Жестокие меры по подавлению выступлений киевских рабочих имели место на Еврейском базаре, куда были брошены части оренбургских казаков.
Революционизация масс вызвала заметное снижение благонадежности в войсках Киевского гарнизона. В некоторых полках приходилось создавать особые сборные команды, так как целые роты и батальоны отказывались выступить против рабочих. Это имело место почти во всех саперных частях, расположенных в городских районах Лукьяновки и Лавры. Однако в 1903 году открытых выступлений в войсках Киева не было. Сказалось лишь настроение общего революционного подъема в стране.
В следующем, знаменательном 1905 году уже ясно можно было наблюдать начало перехода армии из-под власти царя на сторону народа. Первые впечатления этого я получил еще в Харькове, но по-настоящему сильно был захвачен ими в Киеве. Считаю себя обязанным особенно подчеркнуть, что отчетливым и сознательным восприятием революционных событий 1905 года я обязан именно Абрамовичу. Он старался остановить мое внимание на деятельности большевистских организаций, стремившихся к максимальному вовлечению войск для участия в революционных выступлениях, в подготовке рабочих боевых Дружин и отрядов, необходимых в уличных боях с полицией и в период вооруженного восстания. Во многих полках Киевского гарнизона наблюдались волнения, имели место солдатские сходки, широко проникала в солдатскую среду нелегальная литература. Правительство принимало тщетные меры, чтобы оставить армию вне политики и в то же время использовать войска для подавления революционных волнений.
С первых дней 1905 года, особенно после трагических событий 9 января, все сильнее чувствовалось нарастание Революционного подъема. В политическую борьбу постепенно вовлекались и солдаты, сначала из более сознательных — саперных и вообще инженерных частей (комплектуемых рабочими), а затем и из пехотных полков.
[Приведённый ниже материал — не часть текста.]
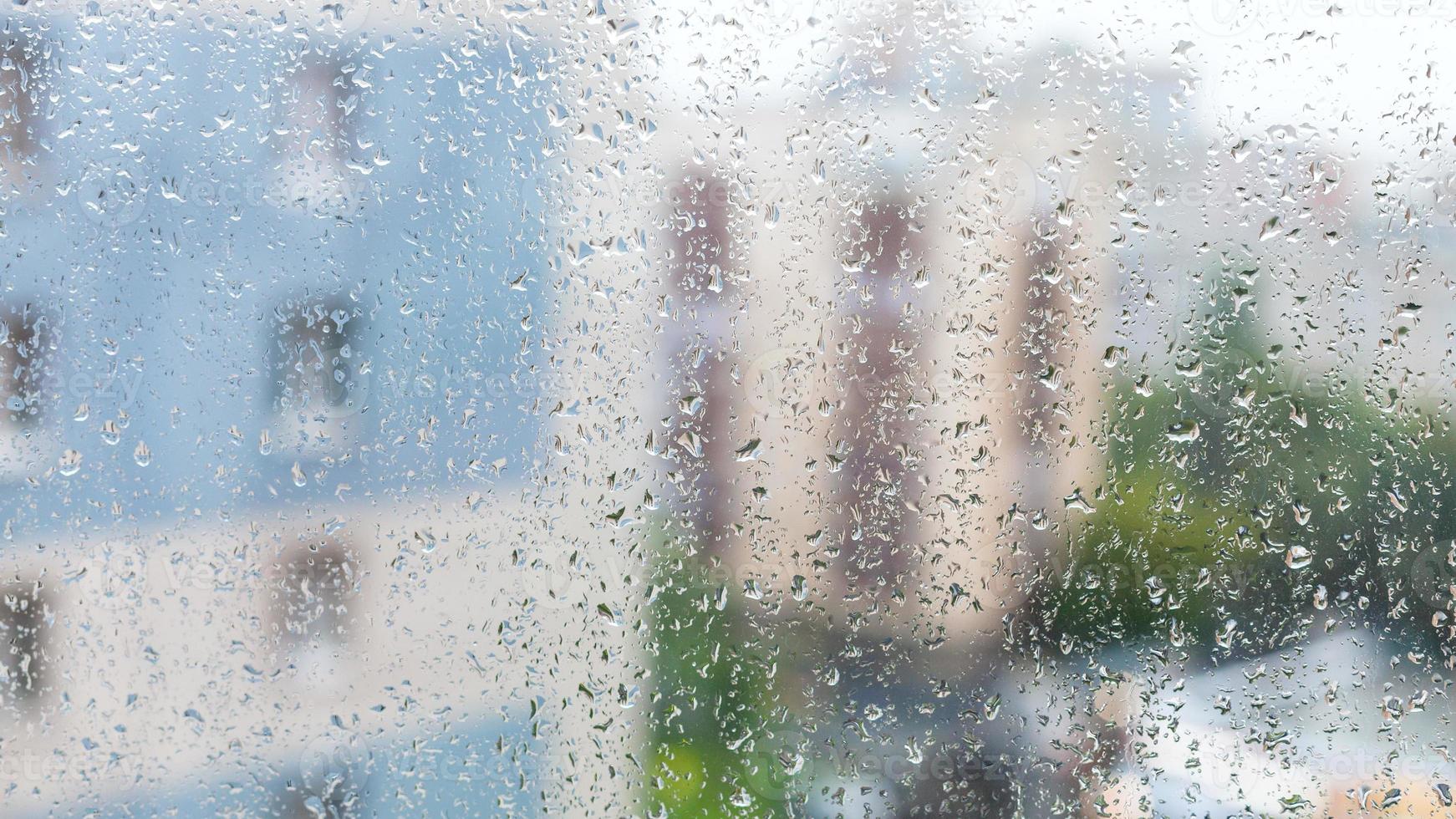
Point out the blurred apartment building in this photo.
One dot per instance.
(268, 400)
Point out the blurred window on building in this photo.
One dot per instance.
(318, 380)
(313, 610)
(19, 100)
(21, 369)
(23, 614)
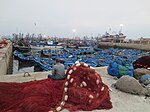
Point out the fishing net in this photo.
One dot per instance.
(82, 89)
(142, 62)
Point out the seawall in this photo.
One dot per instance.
(125, 45)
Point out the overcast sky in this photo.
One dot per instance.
(88, 17)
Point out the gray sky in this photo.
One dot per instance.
(88, 17)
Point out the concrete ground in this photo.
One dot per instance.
(122, 102)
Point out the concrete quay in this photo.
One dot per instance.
(5, 59)
(144, 47)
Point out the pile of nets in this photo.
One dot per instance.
(142, 62)
(82, 89)
(120, 69)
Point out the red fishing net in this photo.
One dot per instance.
(142, 62)
(83, 89)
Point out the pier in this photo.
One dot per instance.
(144, 47)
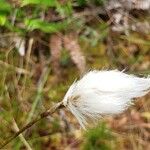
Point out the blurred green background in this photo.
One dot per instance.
(45, 45)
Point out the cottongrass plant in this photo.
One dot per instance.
(96, 94)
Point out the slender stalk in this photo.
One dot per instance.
(41, 116)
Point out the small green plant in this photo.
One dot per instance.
(97, 138)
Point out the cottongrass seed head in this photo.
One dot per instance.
(100, 93)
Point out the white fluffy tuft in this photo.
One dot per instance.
(100, 93)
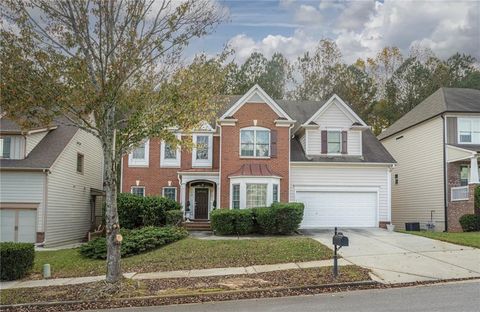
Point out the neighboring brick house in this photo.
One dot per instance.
(437, 145)
(259, 151)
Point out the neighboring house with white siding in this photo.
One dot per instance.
(436, 145)
(50, 183)
(259, 151)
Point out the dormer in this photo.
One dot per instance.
(334, 130)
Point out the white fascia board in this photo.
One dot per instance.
(330, 102)
(264, 96)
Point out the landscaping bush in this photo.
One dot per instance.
(232, 221)
(470, 222)
(280, 218)
(135, 241)
(137, 211)
(174, 217)
(16, 259)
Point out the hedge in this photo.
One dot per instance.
(135, 241)
(232, 222)
(280, 218)
(16, 260)
(470, 222)
(137, 211)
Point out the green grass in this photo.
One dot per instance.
(189, 253)
(471, 239)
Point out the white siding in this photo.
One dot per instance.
(32, 140)
(355, 177)
(24, 187)
(354, 142)
(419, 154)
(68, 213)
(334, 117)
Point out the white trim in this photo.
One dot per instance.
(202, 163)
(140, 187)
(176, 191)
(140, 162)
(170, 163)
(324, 107)
(263, 95)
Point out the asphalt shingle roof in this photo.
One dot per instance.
(458, 100)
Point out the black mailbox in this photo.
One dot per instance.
(340, 240)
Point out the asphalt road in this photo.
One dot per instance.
(459, 297)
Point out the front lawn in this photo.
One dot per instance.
(471, 239)
(187, 254)
(186, 286)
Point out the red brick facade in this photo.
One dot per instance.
(231, 160)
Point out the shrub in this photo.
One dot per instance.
(16, 259)
(135, 241)
(137, 211)
(470, 222)
(174, 217)
(280, 218)
(232, 221)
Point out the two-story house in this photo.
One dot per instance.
(259, 151)
(437, 145)
(51, 183)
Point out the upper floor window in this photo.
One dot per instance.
(80, 160)
(334, 142)
(255, 142)
(138, 190)
(202, 152)
(5, 144)
(469, 130)
(139, 156)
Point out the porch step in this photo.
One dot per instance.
(197, 226)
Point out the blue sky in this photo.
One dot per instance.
(360, 28)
Прокламации призывали солдат к участию в народной борьбе с самодержавием. Силы революции стремились к единению и солидарности. Так, харьковские железнодорожные рабочие, например, препятствовали подвозу войск в Севастополь на подавление волнений в Черноморском флоте. К сожалению, среди офицерского состава армии революционная пропаганда велась, по моему убеждению, недостаточно. Значительная часть офицеров, оппозиционно настроенных к правительству и его политике, не была вовлечена в активную борьбу.
17 октября был обнародован царский манифест с обещанием народу гражданских свобод и объявлено о созыве Законодательной думы. Услышав об этом, я направился в штаб. Наша Анненская улица во многих местах была покрыта обломками мебели и домашней утвари. Оказалось, что ночью громили еврейские квартиры. На Крещатике, позади оживленных колонн народа, видны были два — три еврейских магазина с разбитыми окнами.
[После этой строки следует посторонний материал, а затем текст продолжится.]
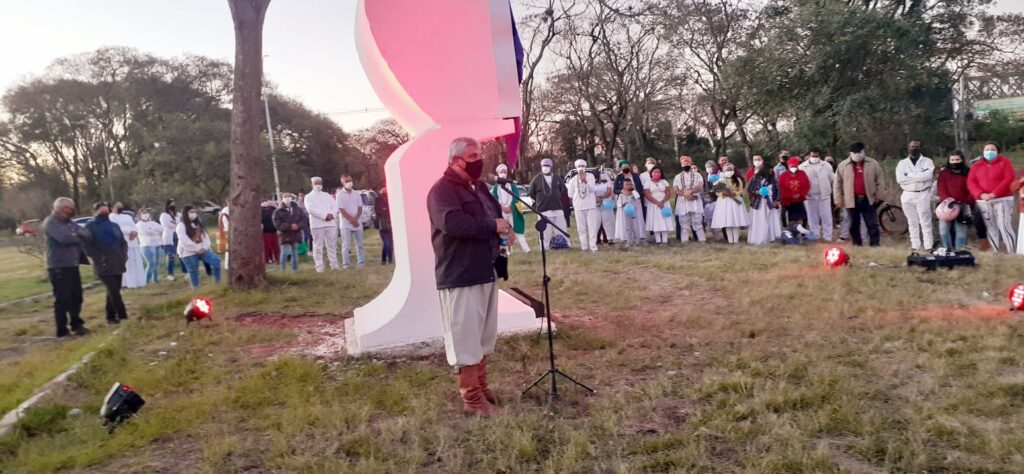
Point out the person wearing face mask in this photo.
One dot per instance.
(322, 209)
(914, 174)
(952, 185)
(109, 251)
(547, 189)
(765, 227)
(794, 185)
(169, 220)
(151, 240)
(656, 198)
(730, 212)
(510, 208)
(135, 269)
(194, 246)
(466, 227)
(350, 208)
(689, 207)
(818, 202)
(290, 220)
(858, 189)
(65, 252)
(989, 181)
(581, 189)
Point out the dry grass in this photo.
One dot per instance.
(710, 358)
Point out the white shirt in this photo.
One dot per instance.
(186, 247)
(350, 202)
(320, 205)
(821, 176)
(583, 194)
(914, 178)
(127, 225)
(694, 182)
(169, 224)
(151, 233)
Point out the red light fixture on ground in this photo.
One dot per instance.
(836, 257)
(199, 308)
(1016, 297)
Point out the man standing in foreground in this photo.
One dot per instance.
(322, 210)
(64, 254)
(465, 226)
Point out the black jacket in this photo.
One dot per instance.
(463, 231)
(548, 198)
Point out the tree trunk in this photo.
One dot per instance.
(247, 268)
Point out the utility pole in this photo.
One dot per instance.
(269, 135)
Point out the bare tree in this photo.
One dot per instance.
(247, 269)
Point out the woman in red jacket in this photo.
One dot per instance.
(952, 184)
(989, 182)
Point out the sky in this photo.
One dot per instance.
(310, 43)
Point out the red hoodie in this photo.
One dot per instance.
(793, 187)
(993, 177)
В штабе я не заметил никаких внешних перемен в заведенном порядке. Начиная с Маврина (начальника штаба), все сотрудники штаба были на своих местах, как бы подчеркивая, что творящееся на улицах — дело губернатора Саввича и штаба не касается. Около 12 часов Маврин вызвал меня в кабинет и приказал: «Сходите сейчас на Николаевскую улицу к банку (еврейскому), проверьте надежность его охраны». Исполнив это приказание, я успокоил Маврина: банк охранялся взводом полевых жандармов во главе с офицером. Сразу стало ясно: погромы организованы заранее черносотенцами, а не народом.
Верный себе, Сухомлинов снова спрятался за спину губернатора Саввича. А командование войсками сдал своему помощнику Карассю. Саввич выполнял указания Витте по подавлению восстаний, а Карассь запретил солдатские сходки, что, впрочем, не помешало революционным организациям установить тесные связи с солдатами.
К концу ноября всеобщая забастовка достигла своего наибольшего развития. Начались открытые, хотя еще и разрозненные, выступления солдат.
Из писем близких я узнал об открытом восстании в Москве, в Спасских казармах, солдат Ростовского полка при активном участии вольноопределяющихся. Восстание началось митингом солдат, избравшим для управления полком солдатский комитет и выдвинувшим требование о созыве Учредительного собрания и о раздаче земли. Меня особенно радовало, что первыми на это восстание ростовцев отозвались солдаты родного Екатеринославского полка, заявившие о своей солидарности с восставшими.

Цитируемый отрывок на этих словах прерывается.